10 de abril de 2020

LA SOLEDAD DEL E.P.I.




Matilde Muro Castillo.

            Siete de la mañana. Empieza el día que se promete complicado. A las siete y media hay que estar en el hospital porque tienen que empezar a ponerse las sucesivas capas de protección que exige el maldito virus. Uno a uno entran en espacios de desinfección previos para que un experto comience a vestirlos. A las ocho de la mañana se produce el cambio de turno y hay que estar listos.
            Un compañero ayuda a otro a vestirse sin tocar demasiado los elementos, y empieza la ceremonia del encierro dentro de una cobertura tras otra. Cuando han terminado, dejan de verse hasta el día o la semana, o el mes siguiente, dependiendo de los turnos, porque luego no puede desvestirlo el mismo.

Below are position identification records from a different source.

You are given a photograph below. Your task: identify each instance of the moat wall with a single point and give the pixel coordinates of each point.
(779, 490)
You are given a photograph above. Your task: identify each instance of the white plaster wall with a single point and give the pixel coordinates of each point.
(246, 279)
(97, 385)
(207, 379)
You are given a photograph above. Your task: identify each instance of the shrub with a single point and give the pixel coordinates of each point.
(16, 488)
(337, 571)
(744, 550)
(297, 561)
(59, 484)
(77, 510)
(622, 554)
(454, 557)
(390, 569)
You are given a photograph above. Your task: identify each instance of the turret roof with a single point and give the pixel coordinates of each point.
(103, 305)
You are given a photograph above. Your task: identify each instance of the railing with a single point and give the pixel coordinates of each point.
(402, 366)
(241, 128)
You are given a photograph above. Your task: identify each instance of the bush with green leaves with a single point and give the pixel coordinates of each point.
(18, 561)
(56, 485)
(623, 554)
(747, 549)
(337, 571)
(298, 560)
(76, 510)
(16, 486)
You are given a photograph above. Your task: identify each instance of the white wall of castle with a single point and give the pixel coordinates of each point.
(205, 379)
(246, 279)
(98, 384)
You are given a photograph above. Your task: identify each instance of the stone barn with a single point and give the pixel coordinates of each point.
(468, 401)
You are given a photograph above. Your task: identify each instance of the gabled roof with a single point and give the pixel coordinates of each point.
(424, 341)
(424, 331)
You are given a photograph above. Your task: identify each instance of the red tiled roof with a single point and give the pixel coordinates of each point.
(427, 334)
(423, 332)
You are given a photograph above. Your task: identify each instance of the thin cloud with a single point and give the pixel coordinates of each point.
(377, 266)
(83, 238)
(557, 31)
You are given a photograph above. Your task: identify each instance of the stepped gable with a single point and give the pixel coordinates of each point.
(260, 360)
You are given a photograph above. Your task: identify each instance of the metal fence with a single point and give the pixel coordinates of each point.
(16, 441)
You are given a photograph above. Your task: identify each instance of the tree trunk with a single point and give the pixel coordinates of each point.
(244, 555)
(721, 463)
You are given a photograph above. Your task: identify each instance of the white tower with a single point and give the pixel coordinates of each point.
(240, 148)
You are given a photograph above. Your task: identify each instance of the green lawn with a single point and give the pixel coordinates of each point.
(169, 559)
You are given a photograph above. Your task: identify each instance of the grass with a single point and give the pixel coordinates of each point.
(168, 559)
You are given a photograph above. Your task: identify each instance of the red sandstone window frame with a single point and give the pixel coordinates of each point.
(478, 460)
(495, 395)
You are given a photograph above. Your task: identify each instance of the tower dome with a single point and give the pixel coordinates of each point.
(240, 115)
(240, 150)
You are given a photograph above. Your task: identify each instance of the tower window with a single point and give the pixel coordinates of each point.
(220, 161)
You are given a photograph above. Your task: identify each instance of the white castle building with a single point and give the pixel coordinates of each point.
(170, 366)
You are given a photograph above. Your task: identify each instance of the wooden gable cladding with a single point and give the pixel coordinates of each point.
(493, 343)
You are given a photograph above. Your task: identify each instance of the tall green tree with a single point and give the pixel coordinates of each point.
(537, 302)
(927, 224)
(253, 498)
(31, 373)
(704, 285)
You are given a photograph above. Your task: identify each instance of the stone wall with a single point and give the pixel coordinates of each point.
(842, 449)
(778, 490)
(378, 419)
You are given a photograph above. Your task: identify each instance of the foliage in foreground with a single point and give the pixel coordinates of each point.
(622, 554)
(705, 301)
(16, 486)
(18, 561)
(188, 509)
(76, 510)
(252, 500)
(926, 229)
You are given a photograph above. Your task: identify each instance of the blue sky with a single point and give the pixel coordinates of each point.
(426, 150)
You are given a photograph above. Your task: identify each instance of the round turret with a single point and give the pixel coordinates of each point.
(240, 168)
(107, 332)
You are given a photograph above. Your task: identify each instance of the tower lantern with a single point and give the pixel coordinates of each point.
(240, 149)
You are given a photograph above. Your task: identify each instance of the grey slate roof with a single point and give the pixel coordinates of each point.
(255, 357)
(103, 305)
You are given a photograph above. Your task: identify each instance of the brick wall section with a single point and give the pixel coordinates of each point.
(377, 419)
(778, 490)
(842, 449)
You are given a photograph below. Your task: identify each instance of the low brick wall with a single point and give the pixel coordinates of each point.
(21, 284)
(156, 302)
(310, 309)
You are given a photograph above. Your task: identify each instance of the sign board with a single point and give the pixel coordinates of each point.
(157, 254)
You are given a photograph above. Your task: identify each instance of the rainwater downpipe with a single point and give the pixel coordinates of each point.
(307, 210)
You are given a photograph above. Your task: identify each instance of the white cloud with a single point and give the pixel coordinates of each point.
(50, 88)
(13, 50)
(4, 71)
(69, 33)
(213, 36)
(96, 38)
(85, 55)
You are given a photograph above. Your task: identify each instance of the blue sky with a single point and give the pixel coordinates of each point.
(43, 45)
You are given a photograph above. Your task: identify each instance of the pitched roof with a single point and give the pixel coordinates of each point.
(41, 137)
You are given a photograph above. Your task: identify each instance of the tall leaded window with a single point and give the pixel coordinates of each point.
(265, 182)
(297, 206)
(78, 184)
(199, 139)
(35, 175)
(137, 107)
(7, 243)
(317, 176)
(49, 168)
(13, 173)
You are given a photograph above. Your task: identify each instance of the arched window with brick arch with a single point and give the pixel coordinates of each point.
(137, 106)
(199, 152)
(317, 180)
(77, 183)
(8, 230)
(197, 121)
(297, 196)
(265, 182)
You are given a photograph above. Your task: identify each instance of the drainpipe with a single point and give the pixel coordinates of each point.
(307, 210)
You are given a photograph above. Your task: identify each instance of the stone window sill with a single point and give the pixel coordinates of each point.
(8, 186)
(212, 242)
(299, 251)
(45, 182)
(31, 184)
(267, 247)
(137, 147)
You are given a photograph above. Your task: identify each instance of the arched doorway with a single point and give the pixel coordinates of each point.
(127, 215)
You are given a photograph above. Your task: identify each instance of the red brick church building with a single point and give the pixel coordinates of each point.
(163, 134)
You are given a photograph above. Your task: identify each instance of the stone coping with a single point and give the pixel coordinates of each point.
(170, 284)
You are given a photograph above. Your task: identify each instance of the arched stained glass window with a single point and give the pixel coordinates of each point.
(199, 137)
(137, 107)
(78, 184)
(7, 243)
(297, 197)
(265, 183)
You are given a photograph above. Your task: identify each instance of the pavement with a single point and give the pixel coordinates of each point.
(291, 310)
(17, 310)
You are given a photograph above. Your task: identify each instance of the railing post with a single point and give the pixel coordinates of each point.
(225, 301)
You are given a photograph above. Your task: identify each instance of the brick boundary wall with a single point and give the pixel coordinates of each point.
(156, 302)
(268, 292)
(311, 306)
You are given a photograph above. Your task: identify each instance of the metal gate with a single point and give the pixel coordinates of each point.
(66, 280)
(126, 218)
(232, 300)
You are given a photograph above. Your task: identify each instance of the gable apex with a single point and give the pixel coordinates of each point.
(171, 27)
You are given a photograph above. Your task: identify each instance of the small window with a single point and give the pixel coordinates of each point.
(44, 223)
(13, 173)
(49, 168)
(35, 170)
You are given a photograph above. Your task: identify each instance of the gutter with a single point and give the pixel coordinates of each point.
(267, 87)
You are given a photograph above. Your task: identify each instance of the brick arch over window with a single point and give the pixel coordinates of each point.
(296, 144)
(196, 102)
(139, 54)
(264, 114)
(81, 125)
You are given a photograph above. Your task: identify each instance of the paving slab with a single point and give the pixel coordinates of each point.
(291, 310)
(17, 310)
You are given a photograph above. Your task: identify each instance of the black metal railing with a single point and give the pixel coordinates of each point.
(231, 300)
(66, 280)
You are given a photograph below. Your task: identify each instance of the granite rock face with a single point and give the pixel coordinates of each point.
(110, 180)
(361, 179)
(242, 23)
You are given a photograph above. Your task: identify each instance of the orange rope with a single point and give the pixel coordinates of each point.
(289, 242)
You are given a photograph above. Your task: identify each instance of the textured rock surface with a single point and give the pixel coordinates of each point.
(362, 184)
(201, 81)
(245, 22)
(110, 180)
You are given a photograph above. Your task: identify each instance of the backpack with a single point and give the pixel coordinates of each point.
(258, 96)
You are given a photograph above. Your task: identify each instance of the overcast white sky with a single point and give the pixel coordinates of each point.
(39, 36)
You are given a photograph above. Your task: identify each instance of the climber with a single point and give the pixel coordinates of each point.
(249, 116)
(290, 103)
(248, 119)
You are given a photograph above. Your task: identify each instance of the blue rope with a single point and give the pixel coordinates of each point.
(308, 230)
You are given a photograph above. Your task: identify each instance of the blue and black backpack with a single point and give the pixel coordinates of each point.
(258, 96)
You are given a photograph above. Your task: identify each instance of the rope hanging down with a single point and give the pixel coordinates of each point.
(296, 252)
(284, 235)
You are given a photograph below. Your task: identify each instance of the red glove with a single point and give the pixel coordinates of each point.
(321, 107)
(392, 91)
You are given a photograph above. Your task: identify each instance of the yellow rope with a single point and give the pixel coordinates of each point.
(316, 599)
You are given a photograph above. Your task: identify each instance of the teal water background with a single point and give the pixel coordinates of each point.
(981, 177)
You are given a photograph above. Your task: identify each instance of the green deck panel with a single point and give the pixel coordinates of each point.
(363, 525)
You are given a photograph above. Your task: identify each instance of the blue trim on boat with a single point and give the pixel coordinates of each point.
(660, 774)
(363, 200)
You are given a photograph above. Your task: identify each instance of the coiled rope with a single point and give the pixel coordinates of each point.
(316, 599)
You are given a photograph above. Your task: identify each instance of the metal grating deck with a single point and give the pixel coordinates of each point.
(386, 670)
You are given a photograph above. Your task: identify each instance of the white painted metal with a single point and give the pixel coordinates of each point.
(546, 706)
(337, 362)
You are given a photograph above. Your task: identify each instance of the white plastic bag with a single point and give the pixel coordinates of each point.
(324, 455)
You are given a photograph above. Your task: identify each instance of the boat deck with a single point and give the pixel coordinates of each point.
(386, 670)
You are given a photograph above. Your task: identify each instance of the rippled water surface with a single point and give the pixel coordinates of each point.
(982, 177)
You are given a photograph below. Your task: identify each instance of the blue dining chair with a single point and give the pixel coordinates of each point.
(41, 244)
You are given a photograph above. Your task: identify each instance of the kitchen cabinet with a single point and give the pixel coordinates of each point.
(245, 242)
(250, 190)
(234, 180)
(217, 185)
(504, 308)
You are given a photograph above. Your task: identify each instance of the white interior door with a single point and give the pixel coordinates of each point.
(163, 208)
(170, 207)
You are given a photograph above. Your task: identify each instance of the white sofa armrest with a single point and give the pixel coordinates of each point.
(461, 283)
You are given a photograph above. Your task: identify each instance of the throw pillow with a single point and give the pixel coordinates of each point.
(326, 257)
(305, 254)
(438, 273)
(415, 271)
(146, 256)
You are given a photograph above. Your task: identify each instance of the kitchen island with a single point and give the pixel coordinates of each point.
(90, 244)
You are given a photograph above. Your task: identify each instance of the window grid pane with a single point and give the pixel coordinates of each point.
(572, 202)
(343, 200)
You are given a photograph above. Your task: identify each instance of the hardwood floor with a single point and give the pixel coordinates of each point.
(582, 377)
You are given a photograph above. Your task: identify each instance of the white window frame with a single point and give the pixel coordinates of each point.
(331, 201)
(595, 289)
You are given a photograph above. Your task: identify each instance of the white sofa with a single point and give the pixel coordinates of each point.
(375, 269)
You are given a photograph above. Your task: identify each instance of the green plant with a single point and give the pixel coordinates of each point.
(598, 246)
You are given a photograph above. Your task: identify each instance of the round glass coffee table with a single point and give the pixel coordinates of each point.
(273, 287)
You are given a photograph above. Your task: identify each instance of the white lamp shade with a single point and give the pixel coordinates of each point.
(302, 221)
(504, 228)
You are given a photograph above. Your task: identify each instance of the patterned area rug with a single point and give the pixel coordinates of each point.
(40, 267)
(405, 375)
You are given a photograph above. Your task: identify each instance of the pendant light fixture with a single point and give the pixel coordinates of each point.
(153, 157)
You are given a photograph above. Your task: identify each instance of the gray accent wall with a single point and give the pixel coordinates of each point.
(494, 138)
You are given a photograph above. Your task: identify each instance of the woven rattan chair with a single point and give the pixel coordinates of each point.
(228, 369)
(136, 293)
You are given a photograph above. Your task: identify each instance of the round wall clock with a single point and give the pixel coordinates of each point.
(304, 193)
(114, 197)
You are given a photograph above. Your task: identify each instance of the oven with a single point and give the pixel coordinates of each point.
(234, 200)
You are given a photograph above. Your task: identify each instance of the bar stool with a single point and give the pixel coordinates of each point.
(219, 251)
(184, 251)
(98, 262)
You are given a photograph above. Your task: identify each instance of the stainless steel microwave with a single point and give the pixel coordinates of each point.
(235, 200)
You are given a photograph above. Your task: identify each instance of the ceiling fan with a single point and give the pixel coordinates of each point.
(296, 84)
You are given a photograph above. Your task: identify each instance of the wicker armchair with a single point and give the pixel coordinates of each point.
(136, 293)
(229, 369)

Tienen que protegerlo de posibles contactos malignos.
            Así, uno tras otro, metidos dentro de fundas, gafas, guantes y pantallas empiezan a trabajar, se acercan a los enfermos, se sientan frente al ordenador y escriben, leen y comunican como pueden, atenazados por la imposibilidad de movimientos que esta situación genera.
            Transcurre el día entre sufrimiento, alegría, resultados negativos, falta de resultados ante los tratamientos, conocidos que ingresan, desconocidos que fallecen en sus brazos, con miradas perdidas buscando a los hijos … y no pueden abrazarse entre ellos, entre los propios sanitarios, entre ellos que ven en primera persona lo que ocurre alrededor. No se pueden coger la mano, se confunden las lágrimas con el sudor, la alegría con las lágrimas de miedo frente a la carga viral del último que han atendido. No pueden saludarse. No saben con quién están trabajando, si son aprendices, estudiantes, expertos, veteranos jubilados, compañeros de todos los días o de quién se trata.
            Es difícil soportar esa soledad que el desconocimiento del que te rodea, produce. Es tener la sensación de viajar por un lugar donde no conoces a nadie, donde no sabes cómo se llama nadie, donde no puedes expresar con libertad lo que sientes, pero es imprescindible viajar, moverse, tomar decisiones, no parar, no dejar de dar indicaciones o dejar rastros de que antes has estado allí y que no se debe repetir la operación que otro va a hacer si no has dejado la muestra, porque no se puede prácticamente hablar. La mascarilla y la visera no te dejan.
            Esa soledad del equipo de protección individual es lacerante.
            Cuando acaba la jornada te reciben de nuevo para ayudarte a quitar lo infectado. De nuevo en soledad, poco a poco, capa a capa, sin conocer al que te manipula, sin saber con quién has trabajado, sin tener ninguna referencia de a qué equipo has pertenecido, si no es a la primera línea, al que está en contacto directo con el enfermo más grave, sin poder dar marcha atrás porque se han acabado las reuniones de los médicos, ni los comentarios después del trabajo.
            A casa, solos, sin contacto con la familia, con una carga emocional que se mide por toneladas, con mascarilla todo el rato, con gafas rayadas de lavarlas, con ganas de llorar y sin poder. Algo más que añadir a la lucha en el frente. Si no lo escribo, reviento: GRACIAS.

3 comentarios:

Unknown dijo...

Conmovedor y acertadísimo. Enhorabuena!

Unknown dijo...

Como siempre, defines sin ambages y con enorme sensibilidad la terrible situación actual! Genial!

Unknown dijo...

Qué patética y triste realidad. Tan bien contada que uno se introduce no sólo en ese asfixiante uniforme sino también en la piel del sanitario.